Trois semaines. Nous sommes restées enfermées trois maudites semaines. Trois interminables semaines à avoir faim et froid. A avoir soif aussi parfois. Nous priver d'eau pour mauvais comportement est devenu le jeu préféré de nos Aufseherin à la fin de la première semaine.

Mauvais comportement voulait dire qu'on n'avait pas été assez rapide pour sortir nous ranger, que nous avions « dansé » comprendre que nous avions sautillé autant que nos forces nous le permettaient pour nous réchauffer, parce que nous sentions mauvais ou parce que il y avait eu trop de morte durant la nuit.

Comment ne pas puer dans ce confinement où il n'y avait qu'une seule et unique toilette derrière un rideau que la plupart ne parvenais pas à atteindre à temps. Certaines dont le nouveau régime alimentaire leur donnait d'affreuse crampe intestinale se soulageaient sur place en faisant parfois profiter une camarade qui s'était agenouillée par terre. Il n'y avait pas d'évier, pas d'eau et la vermine s'est vite installée. Nous avons été infestées de poux à une rapidité extraordinaire. Tous les soirs qu'a duré notre quarantaine Elisheba s'appliquait à vérifier mes cheveux parce que le moindre pou trouvé sur une détenue qui n'avait pas été rasée lui promettait d'être tondue après avoir été battue. La journée je cachais mes cheveux dans un fichu que m'avait donné Hosanna, la mère de Mahalia après que j'eue de nouveau subi la jalousie de mes compagnes durant une nuit mouvementée durant laquelle une bagarre collective avait eu lieu.

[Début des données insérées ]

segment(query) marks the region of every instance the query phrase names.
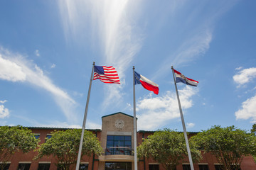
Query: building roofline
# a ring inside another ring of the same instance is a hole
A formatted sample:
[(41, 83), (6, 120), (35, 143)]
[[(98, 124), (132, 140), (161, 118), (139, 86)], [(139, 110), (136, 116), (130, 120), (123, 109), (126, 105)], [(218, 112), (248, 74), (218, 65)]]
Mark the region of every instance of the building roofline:
[[(25, 128), (28, 129), (40, 129), (40, 130), (73, 130), (73, 129), (82, 129), (82, 128), (53, 128), (53, 127), (25, 127)], [(100, 129), (85, 129), (85, 130), (88, 131), (95, 131), (95, 132), (100, 132), (101, 131)]]
[[(151, 130), (139, 130), (137, 132), (139, 133), (154, 133), (157, 132), (157, 130), (153, 130), (153, 131), (151, 131)], [(188, 134), (198, 134), (198, 132), (187, 132), (187, 133)]]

- Cache-les, ça attisera moins la méchanceté des envieuses, m'avait-elle dit.

Avec le manque d'hygiène sont arrivé les premières dysenteries et les premières blessures infectées. Josianne n'a pas été épargnées. A mesure que mon genou dégonflait et reprenait une couleur plus ou moins normal, son doigt se mettait à la brûler. La blessure était purulente. J'avais bien réussi à retirer le pus deux ou trois fois mais en vain, c'était toujours pire le lendemain. Nous n'avions rien d'autre que la bande crasseuse que nous avions troqué au début de notre quarantaine et plus de désinfectant.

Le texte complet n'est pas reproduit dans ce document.